The ultimate integration of fabrication awareness comes in the form of fabrication-aware inverse design or FAID, where fabrication effects are incorporated directly into the optimization process itself. Rather than appending fabrication awareness as a post-processing step, here it is incorporated into the optimization loop itself to create designs that are inherently manufacturable.

This is especially useful in designing around aspects of the fabrication process (e.g., etching and stochastic effects) that cannot be corrected with design parameter tuning.
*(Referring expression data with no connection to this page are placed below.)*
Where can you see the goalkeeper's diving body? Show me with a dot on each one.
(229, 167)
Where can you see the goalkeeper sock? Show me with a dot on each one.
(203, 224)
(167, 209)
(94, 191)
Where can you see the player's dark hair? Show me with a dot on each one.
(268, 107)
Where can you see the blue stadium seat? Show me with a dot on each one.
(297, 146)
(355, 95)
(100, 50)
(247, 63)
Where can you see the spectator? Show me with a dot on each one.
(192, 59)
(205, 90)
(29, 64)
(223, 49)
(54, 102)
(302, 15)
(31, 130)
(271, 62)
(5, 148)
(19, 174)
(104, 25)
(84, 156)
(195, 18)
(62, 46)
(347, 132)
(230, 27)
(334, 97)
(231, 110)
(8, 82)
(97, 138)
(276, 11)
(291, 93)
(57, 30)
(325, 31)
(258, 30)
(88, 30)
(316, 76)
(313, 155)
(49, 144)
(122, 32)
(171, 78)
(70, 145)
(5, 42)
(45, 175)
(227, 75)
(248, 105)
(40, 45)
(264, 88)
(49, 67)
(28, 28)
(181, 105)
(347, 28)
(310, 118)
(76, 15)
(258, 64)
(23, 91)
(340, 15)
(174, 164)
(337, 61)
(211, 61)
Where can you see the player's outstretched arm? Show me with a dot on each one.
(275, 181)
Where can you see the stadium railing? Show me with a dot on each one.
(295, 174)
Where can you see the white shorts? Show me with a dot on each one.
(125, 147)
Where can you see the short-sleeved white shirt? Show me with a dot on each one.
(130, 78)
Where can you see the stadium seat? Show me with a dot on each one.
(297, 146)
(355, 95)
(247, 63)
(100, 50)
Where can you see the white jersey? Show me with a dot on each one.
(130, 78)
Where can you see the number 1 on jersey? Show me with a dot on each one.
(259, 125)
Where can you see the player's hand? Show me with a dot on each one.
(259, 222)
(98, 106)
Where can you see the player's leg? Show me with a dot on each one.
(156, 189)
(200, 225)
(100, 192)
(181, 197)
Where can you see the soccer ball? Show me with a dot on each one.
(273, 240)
In other words, FAID produces the best possible design given the limits of fabrication.

The optimization loop begins with an initial design and uses the prediction model to anticipate its fabricated form. This predicted structure is then simulated, from which we calculate gradients that guide design updates (depending on the optimization algorithm). The process repeats, continuously refining the design while accounting for both performance targets and fabrication constraints. The result is designs that are inherently manufacturable while meeting performance requirements.

For a detailed example of this advanced workflow, see our fabrication-aware inverse design tutorial.